Pas question ici d’en faire un des ravissements masochistes. Mais le plus grand art de la poésie. Il nourrit la seule pensée : celui d’un testament cruel. Se crée aussi un autre rapport à l’environnement mais aussi une exploration du sens de l’existence. Une telle recherche passe ainsi la voie de la tige des plantes, des salamandres « en spirale infinie et leurs yeux clos de jade » et  « l’Amibe aux écailles de poisson et à bec d'oiseau pour sortir de l'oubli ».

Dans ces voies mais aussi celle des schiste Marie-françoise Ghesquier contourne la poudre de l’ombre  de nuits blanches et de marges de clairs obscurs. Les corps écoutent ce qui glissent entre leurs doigts : le sable d’une grève et parfois nos futures cendres alimentent notre repère là où la vie une lisière indécise.
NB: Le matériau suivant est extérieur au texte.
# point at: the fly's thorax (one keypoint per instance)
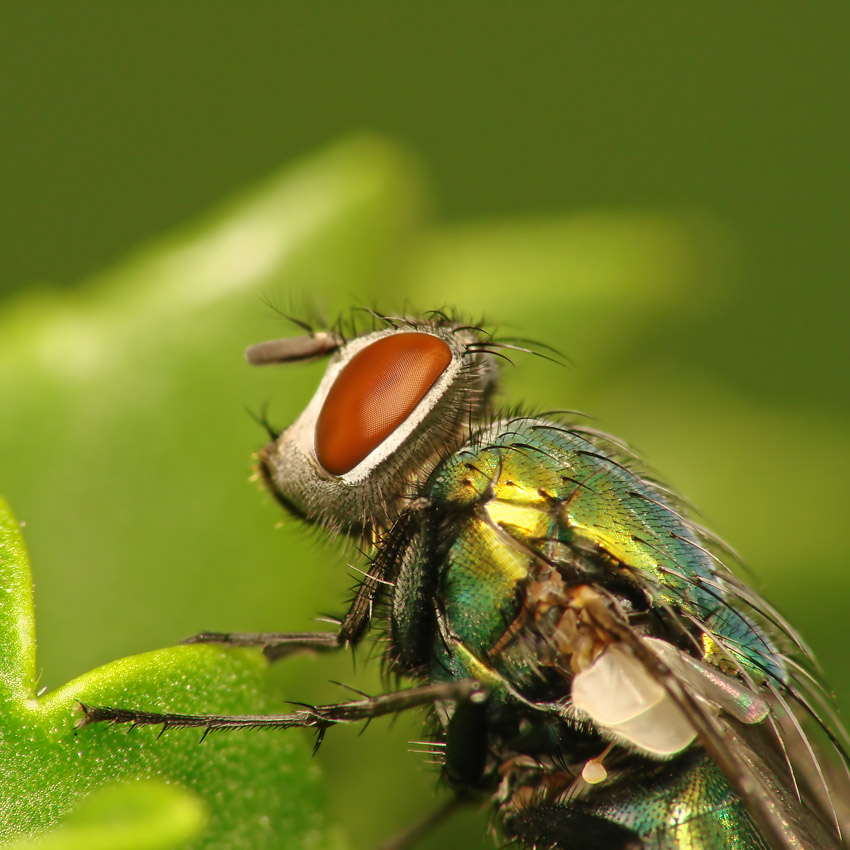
(391, 404)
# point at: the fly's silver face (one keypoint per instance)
(389, 406)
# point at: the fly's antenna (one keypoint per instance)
(293, 349)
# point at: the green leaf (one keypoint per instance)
(258, 790)
(111, 385)
(143, 815)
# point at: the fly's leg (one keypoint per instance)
(275, 645)
(278, 645)
(319, 717)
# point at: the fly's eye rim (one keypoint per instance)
(374, 394)
(296, 349)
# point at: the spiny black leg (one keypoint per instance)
(319, 717)
(274, 644)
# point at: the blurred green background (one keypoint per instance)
(659, 190)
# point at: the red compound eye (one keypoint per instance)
(373, 394)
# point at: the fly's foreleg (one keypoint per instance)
(275, 645)
(319, 717)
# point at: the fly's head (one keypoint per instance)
(391, 404)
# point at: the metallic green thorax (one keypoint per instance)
(637, 694)
(526, 498)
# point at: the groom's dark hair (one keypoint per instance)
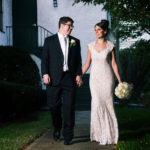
(64, 20)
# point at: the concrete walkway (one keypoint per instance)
(81, 140)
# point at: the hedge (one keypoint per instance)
(19, 98)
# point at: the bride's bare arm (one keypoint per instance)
(87, 63)
(115, 67)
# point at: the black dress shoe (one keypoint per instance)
(56, 135)
(67, 142)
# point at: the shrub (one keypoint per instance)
(135, 66)
(17, 66)
(19, 98)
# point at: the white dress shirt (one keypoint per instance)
(62, 44)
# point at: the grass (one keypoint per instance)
(17, 134)
(134, 128)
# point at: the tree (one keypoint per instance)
(130, 18)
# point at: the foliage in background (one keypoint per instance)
(135, 64)
(17, 66)
(19, 133)
(130, 18)
(19, 99)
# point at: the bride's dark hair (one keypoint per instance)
(104, 24)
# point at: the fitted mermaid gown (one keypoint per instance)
(103, 126)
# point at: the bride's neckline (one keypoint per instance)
(101, 50)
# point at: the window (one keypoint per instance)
(1, 16)
(55, 4)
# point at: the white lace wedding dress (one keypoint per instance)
(104, 127)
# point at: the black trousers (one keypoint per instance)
(62, 97)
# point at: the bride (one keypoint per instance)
(101, 55)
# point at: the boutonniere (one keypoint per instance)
(72, 42)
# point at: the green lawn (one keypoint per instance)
(19, 133)
(134, 128)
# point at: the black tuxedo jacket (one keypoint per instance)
(52, 59)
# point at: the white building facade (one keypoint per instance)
(5, 20)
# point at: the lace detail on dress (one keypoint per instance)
(104, 127)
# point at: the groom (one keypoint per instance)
(61, 70)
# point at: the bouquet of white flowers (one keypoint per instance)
(123, 90)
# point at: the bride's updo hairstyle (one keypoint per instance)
(104, 24)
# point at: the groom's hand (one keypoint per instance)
(46, 79)
(79, 81)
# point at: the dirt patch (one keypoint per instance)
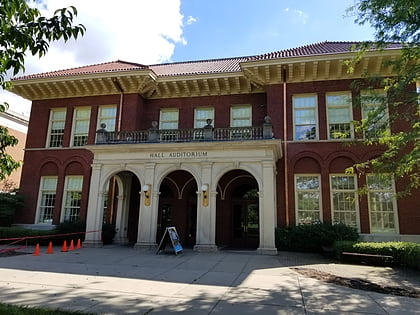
(355, 283)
Ici les évocations restent pudiques et prudentes entre notre future absence mais ce qui la précède : l’état d’éveil et de rêve. Une telle femme réchauffe l’âme en un tel bilan qui se veut bref et corrosif. Tout demeure pourtant impénétrable. Ici l’absence n’est pas expansive mais devient la délectable contraction du temps.

Tout reste sensuel mais subtilement décalée. Tout est troublant. L’auteure allie moins l’ascèse du tigre et l’exubérance de l’escargot à celles de l’amibie ou de l’abeille pour entamer des prises qui sculptent les corps là où la sensualité prend des formes paradoxales.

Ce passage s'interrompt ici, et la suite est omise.